Hi my colleagues,
Question 1. trim the adapters when we known them.
Suppose the adapter for my DNA sequencing are as the following:
P5 adaptor: 5' ACACTCTTTCCCTACACGACGCTCTTCCGATCT
P7 adaptor: 5' P-GATCGGAAGAGCGGTTCAGCAGGAATGCCGAG
We can trim the adapter for the raw fastq files with trim_galore or cutadapt as the following:
cutadapt -a AGATCGGAAGAGCA -g GCTCTTCCGATCT -o sample.trim.fastq sample.raw.fastq
trim_galore --paired -a GATCGGAAGAGCA -a2 GCTCTTCCGATCT --retain_unpaired --trim1 S1.read1.fq S1.read2.fq
However, I am little confused that why 610,514 reads containing of "GATCGGAAGAGCA" can be found in read2.fastq??

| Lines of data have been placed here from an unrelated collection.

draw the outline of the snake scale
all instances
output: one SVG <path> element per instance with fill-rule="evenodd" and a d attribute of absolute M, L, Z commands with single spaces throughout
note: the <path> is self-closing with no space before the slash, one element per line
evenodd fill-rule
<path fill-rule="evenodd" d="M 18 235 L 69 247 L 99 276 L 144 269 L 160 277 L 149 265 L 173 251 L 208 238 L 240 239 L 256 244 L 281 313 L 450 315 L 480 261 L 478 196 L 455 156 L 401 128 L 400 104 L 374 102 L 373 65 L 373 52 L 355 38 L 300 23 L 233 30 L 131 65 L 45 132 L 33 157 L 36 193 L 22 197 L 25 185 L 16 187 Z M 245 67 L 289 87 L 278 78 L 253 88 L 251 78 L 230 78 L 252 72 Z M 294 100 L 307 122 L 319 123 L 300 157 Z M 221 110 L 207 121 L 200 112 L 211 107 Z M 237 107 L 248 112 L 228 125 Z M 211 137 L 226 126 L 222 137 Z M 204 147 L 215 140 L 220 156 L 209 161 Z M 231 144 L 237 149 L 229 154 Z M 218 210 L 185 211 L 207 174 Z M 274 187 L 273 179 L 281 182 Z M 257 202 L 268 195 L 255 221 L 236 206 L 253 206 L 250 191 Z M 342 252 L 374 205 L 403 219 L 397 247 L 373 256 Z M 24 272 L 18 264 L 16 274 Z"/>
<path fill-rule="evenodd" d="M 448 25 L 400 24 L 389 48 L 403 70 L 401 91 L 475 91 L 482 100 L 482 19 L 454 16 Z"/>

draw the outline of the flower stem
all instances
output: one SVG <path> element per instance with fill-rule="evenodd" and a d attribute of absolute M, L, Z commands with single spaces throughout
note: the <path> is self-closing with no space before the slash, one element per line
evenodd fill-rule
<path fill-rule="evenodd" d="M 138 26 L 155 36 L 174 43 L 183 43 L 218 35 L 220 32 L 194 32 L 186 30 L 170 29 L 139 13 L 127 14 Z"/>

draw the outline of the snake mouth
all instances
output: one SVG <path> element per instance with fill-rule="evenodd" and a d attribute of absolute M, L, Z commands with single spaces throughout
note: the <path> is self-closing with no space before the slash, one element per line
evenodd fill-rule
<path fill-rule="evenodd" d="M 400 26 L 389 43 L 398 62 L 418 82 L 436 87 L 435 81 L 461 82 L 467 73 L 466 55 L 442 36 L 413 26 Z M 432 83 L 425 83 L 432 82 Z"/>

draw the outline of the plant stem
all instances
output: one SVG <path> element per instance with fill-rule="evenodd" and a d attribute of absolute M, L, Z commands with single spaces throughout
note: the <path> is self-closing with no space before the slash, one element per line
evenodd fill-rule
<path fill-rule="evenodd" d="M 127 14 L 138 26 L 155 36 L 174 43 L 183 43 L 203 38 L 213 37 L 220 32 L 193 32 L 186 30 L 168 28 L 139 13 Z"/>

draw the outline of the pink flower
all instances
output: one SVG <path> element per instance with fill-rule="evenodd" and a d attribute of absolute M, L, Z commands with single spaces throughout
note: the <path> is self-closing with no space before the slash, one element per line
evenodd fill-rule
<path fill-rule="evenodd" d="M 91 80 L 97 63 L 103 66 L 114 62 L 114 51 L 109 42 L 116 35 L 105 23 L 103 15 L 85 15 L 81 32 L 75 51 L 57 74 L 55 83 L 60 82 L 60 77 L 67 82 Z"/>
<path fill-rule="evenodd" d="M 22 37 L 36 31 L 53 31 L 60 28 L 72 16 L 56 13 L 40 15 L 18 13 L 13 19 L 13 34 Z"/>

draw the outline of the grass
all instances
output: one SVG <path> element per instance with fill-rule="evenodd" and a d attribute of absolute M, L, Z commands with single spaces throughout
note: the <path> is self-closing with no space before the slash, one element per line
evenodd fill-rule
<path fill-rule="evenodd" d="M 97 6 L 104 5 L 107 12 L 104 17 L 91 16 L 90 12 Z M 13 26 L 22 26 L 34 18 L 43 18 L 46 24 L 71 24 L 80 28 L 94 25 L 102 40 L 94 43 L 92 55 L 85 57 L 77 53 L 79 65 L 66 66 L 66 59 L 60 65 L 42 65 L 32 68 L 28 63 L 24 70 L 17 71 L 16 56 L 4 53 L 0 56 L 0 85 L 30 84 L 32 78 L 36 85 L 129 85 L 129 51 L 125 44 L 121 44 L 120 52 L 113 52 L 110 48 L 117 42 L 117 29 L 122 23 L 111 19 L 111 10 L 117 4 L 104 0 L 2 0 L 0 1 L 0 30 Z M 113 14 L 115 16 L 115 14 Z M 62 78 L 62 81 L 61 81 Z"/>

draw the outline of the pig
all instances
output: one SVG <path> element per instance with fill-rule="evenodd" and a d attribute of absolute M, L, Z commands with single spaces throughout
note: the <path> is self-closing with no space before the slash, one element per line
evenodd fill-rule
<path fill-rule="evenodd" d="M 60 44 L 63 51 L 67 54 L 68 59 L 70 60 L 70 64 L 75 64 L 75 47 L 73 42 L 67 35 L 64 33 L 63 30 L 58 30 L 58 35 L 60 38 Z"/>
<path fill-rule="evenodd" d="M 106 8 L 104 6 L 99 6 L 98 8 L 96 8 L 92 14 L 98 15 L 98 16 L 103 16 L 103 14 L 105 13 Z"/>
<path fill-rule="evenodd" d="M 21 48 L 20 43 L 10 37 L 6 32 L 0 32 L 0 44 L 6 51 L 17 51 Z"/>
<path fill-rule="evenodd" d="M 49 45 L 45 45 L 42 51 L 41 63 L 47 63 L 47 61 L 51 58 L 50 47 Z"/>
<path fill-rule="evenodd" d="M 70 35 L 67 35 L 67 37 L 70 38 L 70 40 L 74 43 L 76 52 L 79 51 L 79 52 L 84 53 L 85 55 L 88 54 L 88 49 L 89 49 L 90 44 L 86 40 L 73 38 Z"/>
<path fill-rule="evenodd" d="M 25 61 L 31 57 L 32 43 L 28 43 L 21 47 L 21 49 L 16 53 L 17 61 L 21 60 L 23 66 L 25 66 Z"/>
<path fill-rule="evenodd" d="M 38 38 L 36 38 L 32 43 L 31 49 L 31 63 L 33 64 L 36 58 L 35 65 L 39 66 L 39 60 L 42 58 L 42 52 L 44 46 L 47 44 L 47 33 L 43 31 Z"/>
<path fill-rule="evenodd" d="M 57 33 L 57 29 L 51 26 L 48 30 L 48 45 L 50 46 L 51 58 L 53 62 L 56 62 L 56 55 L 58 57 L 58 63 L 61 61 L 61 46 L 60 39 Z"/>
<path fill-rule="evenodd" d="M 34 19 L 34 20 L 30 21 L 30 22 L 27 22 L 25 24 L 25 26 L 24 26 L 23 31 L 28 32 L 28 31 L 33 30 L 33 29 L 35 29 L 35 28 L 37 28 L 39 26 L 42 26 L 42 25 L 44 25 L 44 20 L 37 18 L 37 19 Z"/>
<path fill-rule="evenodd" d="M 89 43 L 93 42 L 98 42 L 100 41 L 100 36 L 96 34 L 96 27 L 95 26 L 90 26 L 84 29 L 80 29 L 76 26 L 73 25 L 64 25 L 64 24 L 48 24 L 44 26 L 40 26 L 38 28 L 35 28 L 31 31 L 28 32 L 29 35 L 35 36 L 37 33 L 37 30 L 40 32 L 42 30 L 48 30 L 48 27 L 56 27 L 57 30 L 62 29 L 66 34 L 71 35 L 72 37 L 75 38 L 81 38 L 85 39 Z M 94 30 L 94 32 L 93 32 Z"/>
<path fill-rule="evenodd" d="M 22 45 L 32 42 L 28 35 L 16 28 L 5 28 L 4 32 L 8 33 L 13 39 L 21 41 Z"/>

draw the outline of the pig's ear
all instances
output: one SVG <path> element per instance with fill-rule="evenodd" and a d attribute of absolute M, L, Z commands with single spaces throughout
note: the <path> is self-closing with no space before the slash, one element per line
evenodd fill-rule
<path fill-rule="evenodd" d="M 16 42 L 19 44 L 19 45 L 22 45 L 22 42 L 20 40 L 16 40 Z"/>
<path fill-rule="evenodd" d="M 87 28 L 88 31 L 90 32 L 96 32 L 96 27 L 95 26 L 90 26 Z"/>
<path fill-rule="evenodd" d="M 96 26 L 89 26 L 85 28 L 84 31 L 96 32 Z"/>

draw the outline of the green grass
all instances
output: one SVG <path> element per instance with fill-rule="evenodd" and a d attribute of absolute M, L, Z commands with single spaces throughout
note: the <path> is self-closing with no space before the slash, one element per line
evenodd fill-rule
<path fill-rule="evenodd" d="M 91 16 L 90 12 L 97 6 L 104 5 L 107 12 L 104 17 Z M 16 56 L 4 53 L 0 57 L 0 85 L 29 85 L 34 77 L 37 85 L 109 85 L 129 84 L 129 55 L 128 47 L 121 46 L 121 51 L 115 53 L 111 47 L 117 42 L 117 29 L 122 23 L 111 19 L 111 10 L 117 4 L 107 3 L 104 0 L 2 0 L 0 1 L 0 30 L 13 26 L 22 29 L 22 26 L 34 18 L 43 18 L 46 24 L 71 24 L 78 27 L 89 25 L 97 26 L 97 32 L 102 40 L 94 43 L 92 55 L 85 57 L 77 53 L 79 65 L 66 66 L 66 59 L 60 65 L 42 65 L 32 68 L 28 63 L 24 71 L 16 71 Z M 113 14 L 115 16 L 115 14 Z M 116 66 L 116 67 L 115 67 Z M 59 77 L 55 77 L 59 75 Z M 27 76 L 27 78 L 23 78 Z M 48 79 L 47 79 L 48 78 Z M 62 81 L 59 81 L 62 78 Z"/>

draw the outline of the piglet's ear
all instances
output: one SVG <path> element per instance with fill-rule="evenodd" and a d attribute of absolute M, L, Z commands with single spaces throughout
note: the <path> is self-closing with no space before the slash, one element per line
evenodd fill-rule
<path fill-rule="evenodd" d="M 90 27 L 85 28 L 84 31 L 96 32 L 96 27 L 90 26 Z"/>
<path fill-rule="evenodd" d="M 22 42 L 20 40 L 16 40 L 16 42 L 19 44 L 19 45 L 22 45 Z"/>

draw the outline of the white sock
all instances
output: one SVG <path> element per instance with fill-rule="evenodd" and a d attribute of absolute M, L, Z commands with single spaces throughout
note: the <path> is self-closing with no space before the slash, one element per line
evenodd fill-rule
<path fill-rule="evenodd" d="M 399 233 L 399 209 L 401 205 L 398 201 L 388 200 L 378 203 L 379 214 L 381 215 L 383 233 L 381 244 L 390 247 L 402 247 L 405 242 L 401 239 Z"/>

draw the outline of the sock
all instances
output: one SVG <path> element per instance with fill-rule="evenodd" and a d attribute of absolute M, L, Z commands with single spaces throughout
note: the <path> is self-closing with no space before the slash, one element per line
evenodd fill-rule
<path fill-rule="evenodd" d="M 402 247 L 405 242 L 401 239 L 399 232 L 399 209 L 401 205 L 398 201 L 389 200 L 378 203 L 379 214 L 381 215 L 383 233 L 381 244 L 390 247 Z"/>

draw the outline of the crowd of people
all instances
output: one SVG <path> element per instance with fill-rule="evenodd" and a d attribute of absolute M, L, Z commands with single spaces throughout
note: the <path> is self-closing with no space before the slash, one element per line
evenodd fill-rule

BTW: GATCGGAAGAGCA is the reverse complementary of GACGCTCTTCCGATCT
Question 2. trim the adapters when they are unknow.
Is there any violent and forcible method to remove the reads containing the adapters? check each adapter (illumina have hundreds adapters)? because I think these adapters should be not contained by human genome, isn't it? therefore, if the reads contain such adapter sequence, they should be filter out. beat me beat me beat me!!